事実をそのままに説明するならばぎくしゃくしていると言っても一夏の態度がぎくしゃくしているというだけであり、杏澄はいつも通りなのに一夏が勝手に意識しまくっているのだ。
まぁ、ファーストキスをいつも身近にいた少女にすればそりゃ意識もするというものである。
だが、杏澄は理由がわからずに混乱していた。
―――どうしたんだろう?
そう考えても答えは出るわけがない。
「お二人に、なにかありましたか?」
「私で解決できることならすぐに相談しなさいよ!」
「杏澄と一夏の二人がこうなってしまっているのは私としても不本意だ」
「どうしちゃったの?」
「む、喧嘩はいかんぞ!」
いつものメンバーはそう言うが杏澄としてもなにがなんだかと言う気分だ。
そして一夏と話すことも自然と少なくなってから、杏澄の周囲で異変は起こっている。
たとえば靴の紛失、教科書の貧相の無い落書き、残っていた靴の中に画鋲、椅子の上に画鋲、部屋の前に画鋲、机の上に画鋲……すでに集まった画鋲の数は100を超えるだろう。
確実に複数のグループからの複数の攻撃だということを納得している杏澄。
一夏と離れてから嫌がらせが増えるとは思いもしなかったが、正直に言ってしまえば杏澄はそうされることなんぞ“慣れ”ていた。
理由とすれば中学校の頃や小学校の頃もこういう扱いを受けたことがあるからだ。
杏澄がこうも根暗になった理由の一つが箒が転校した後に、一夏と別のクラスになって受けた陰湿ないじめが原因である。
だが一夏がそれを知ることもないだろう。
最近、杏澄がそういう嫌がらせを受けていると知ったセシリア、鈴、箒の三人が怒りに震えたが犯人がわからないことと杏澄自身が『大丈夫だから、大きくしないで』と言ったことにより動けずにいた。

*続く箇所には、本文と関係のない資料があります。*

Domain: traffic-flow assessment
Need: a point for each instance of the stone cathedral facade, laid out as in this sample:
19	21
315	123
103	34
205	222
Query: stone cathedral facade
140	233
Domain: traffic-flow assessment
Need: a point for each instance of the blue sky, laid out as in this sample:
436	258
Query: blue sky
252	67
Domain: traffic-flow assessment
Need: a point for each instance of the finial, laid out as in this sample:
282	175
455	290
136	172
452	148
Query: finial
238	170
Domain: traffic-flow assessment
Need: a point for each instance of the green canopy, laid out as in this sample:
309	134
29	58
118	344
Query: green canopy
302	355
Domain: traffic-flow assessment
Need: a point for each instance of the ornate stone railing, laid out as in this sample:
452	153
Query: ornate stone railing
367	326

だいたい犯人がわからないし、いざそういうこととなればもっと嫌がらせが激しくなるのを杏澄は知っている。
だから大人しくその陰湿な嫌がらせを受けることにした杏澄。
どうせ、その程度だから……。
だが、不思議なことに同じクラスの生徒はなにもしてこなかった。
「まぁ、良かった……」
だが、わざわざクラスメイトたちが来る前に学校に来て画鋲をしかけるなんて頑張るじゃないかと、杏澄は内心関心すら覚える。
まぁクラスメイトがいつも通りと言っても、ごく少数の人間としか喋らない杏澄。
朝食、昼食、夕食と一夏と一緒である杏澄だがどうにも会話が弾むことはない。
「そう言えば一夏ってあの時さー」
「ん、あ、あぁ……そうだったっけ?」
なんだかぎこちない笑顔でそう答える一夏を見ると、杏澄としても話す気が無くなるというものだ。
だからこそ昼はさっさと終えてその場から去る。
一夏と杏澄の関係が一言で語れずに簡単に説明できるものではないと知っているから、他の専用機持ちたちもろくに関われない。

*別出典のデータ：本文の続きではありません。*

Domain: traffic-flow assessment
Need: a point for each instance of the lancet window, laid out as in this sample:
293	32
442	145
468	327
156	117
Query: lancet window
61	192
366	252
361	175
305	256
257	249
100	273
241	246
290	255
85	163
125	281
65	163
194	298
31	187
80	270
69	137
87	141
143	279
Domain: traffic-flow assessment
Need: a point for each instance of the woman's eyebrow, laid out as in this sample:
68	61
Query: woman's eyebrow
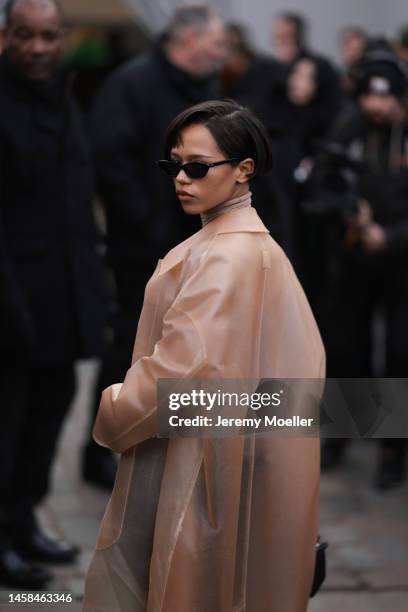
193	156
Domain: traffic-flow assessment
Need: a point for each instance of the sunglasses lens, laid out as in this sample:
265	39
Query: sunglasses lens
196	170
169	167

このことに関しては織斑千冬もかなり問題だとは思っているのだが、いかんせん理由がわからないことにはどうしようもなかった。
そして気づけば、あれからまた数日が過ぎていて……。
杏澄はいつものメンツとの練習もサボって寮の部屋にこもってゲームをする時間が増えた。
部屋にある小さな冷蔵庫の中身を見れば、飲み物が無くなっていることに気づく。
「……買いに行くしか、ないかぁ」
ため息をついて、杏澄はISスーツの上から私服を着て部屋を出た。
休憩所の自動販売機を前にして、杏澄が金を入れて缶コーヒーを何本か買ってから杏澄が両手に缶コーヒーを抱えて振り返った瞬間、目の前に見覚えのない女。

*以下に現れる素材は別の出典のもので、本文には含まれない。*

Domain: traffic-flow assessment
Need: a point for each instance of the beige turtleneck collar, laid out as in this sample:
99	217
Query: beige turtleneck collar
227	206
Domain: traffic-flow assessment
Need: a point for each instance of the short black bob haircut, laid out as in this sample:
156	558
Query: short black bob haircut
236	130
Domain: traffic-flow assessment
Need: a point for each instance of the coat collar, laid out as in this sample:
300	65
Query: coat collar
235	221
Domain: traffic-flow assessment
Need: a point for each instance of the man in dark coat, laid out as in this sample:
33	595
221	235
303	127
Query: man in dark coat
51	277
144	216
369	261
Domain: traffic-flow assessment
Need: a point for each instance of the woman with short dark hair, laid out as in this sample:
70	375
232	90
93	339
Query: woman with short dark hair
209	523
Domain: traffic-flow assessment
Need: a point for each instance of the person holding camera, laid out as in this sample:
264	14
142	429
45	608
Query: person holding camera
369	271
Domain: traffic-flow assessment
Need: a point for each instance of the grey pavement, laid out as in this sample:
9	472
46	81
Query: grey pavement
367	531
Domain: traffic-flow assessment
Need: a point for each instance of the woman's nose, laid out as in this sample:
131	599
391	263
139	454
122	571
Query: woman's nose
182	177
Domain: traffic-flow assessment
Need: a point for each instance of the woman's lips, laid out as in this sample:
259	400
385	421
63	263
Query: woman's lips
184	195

瞬間、腹部に鈍い痛みと衝撃が奔って両手に抱えていたコーヒーを落としてその場に蹲る。
「カハッ……ァッ……」
少しばかり呼吸ができなくなるも、持前の回復能力ですぐに息を正そうとするもやはりどこか荒くなった。
口の端から涎が垂れるがそれを拭う暇もなく、目の前の女が屈んで杏澄の後頭部の髪を引っ張り上げる。
顔は前髪で隠れたままだが女にとってはそれはどうでも良いようだった。
「な、なん、ですか……?」
「なんですかじゃねぇよな、鬼柳さん?」
三年生だということを理解するのに時間はそこまで必要としなかった。
そしてその三年生の女の背後にも三年生が4人ほど居て、横には二年生がいる。
上級生たちに囲まれた杏澄は、怯えながらなにもすることはできなかった。
「織斑君と喧嘩したのかなんなのかしらねぇけどようやく、憂さ晴らしできそうじゃん?」
「わ、私は関係な―――あぐぅっ!」
さらに髪を強く引っ張られて杏澄は小さく悲鳴を上げる。
だが三年生たちは笑うのみ。
「関係なくねぇよな、お前がいたから全然こちとら近づけなかったわけだしさぁ?」
自分がいなくてもそれは変わらなかっただろうと思う杏澄だったが、ここで口答えできるほど杏澄は状況を理解できなくもないし、なによりも杏澄は怖かった。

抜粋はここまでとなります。